Once the realm of science fiction, the ability to regenerate human cells, tissues or organs to restore or establish bodily functions is a rapidly expanding area of science and medicine.
Regenerative medicine’s star players, stem cells, get a lot of media interest, but are just one part of an exciting field showing it is possible to help the body by replacing worn or damaged parts – from new windpipes to artificial blood.
In 2013 a House of Lords Science and Technology Committee report described the huge potential of regenerative medicine in many chronic diseases such as diabetes and heart disease – conditions that take an ever-increasing share of NHS funds. Investing in such treatments could be a major benefit to the UK public purse as well as provide health benefits.
But the committee’s report cautioned that problems in our regulatory arrangements and a lack of co-ordinated leadership on the issue were holding back the chance to deliver improvements to the quality of people’s lives.
The UK has considerable strengths in regenerative medicine – from the world-class research that takes place in our universities and hospitals to the access the NHS provides to hundreds of thousands of patients in a unified healthcare system.
The path from scientific research to treatments in the clinic is often long and tortuous; from clinical trials to regulatory approval and licensing, to overcoming the barriers to their use in the clinic.

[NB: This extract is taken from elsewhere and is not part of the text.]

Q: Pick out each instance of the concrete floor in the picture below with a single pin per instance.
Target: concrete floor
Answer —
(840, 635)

The NHS, like any healthcare system, is not going to provide these treatments just because they are new. They need to know that regenerative medicine products – indeed any new technology – provides additional value for the extra NHS resources they eat up, and more importantly that other, more effective healthcare, is not squeezed out as a result.

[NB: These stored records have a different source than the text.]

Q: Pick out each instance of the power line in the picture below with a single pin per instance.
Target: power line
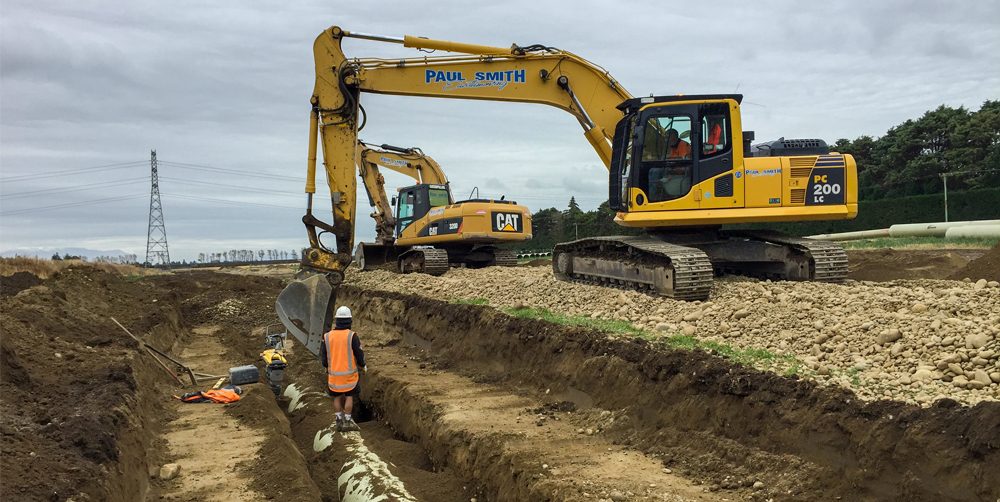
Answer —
(233, 187)
(101, 184)
(202, 167)
(69, 172)
(71, 204)
(229, 201)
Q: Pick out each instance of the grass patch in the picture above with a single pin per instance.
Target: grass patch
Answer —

For over 14 years NICE has been responsible for finding the balance between the need for innovative new treatments and the finite resources of the NHS. Measuring the ‘promise’ of a new technology – and providing a clear message to the NHS about that promise – is what we do.
Balancing the need to act as a gatekeeper for the NHS’s resources with the enabling role we play in encouraging adoption of new products keeps our independent appraisal committees busy.
Rising to the challenge
Regenerative medicine presents a challenge: their mode of action and method of application is quite different from simply taking a tablet. They may provide a cure rather than simply alleviate symptoms but as a result come with very high up-front costs.

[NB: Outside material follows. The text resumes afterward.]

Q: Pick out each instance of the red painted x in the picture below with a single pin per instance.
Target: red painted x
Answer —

These developments in regenerative medicine mirror in many ways what is going on in the wider pharmaceutical sector. For some years the mantra that ‘the age of the blockbuster drug has gone’ has led companies to look to new ways of discovering and developing new drugs. The science of genomics and personalised medicine has shaken up the sector, and schemes such as the NEWDIGS initiative, of which NICE is a member, use systems engineering and other techniques to speed up the development chain.
As drug discovery changes, the regulatory system is changing too. The Early Access to Medicines Scheme, where drugs are made available to patients before they have gained a full licence, is one such example. A similar scheme is adaptive licensing – where drugs are initially approved for a small, defined group of patients, with their use then expanding to larger populations.
The benefits of the schemes are clear: an early sign from regulators about the potential of a new medicine; better interaction with bodies such as NICE and NHS England who are part of these projects; and gaining additional data and experience of using these medicines in the clinic. All result in a smoother path to market once the licence is gained.
There are other challenges in appraising regenerative medicine treatments. To understand long-term outcomes, we often have to extrapolate data from short-term trials, which is risky, particularly for treatments that offer a cure. There may also be unknown long-term side effects. The speeding up of the regulatory process means NICE is being asked to evaluate treatments much earlier on in their development. This means dealing with uncertainty around the clinical and cost-effectiveness of these technologies when they come to market.
In our response to recent proposals to change our methods to incorporate value-based pricing of technologies, we said that there needs to be agreement on how the risk of this uncertainty can be shared more productively between companies and the NHS. Is there a way to recommend treatments based on manufacturers’ proposals to mitigate these risks? Can we help to develop more imaginative patient access schemes which allow patients to be prescribed drugs in a cost effective way, with the aim of progressively reflecting the value of new treatments as our knowledge of what they can offer to patients increases? These are all areas that we are actively exploring at NICE.
There are many other ways in which we can help the NHS and manufacturers negotiate the complex world of evaluation and market access. In 2009 we created our Medical Technologies Evaluation Programme to identify and select promising technologies. It specifically allows technologies which may have a sparse evidence base, both published and unpublished, to be quickly assessed to reflect the rapid pace of development.
We are also working with NHS England on how we use ‘real-world’ clinical evidence, rather than only clinical trial data, on a scheme called Commissioning through Evaluation, a new approach to evaluating promising specialised treatments for which there is insufficient evidence to support routine commissioning.
Talking to both companies and industry groups is important. NICE Scientific Advice also runs seminars that enable manufacturers to understand the evaluation process so they can build this into their plans from an early stage.
NICE’s methods for evaluating new technologies have always evolved – and it is clear they need to continue to do so to gain the full benefits these new technologies can bring.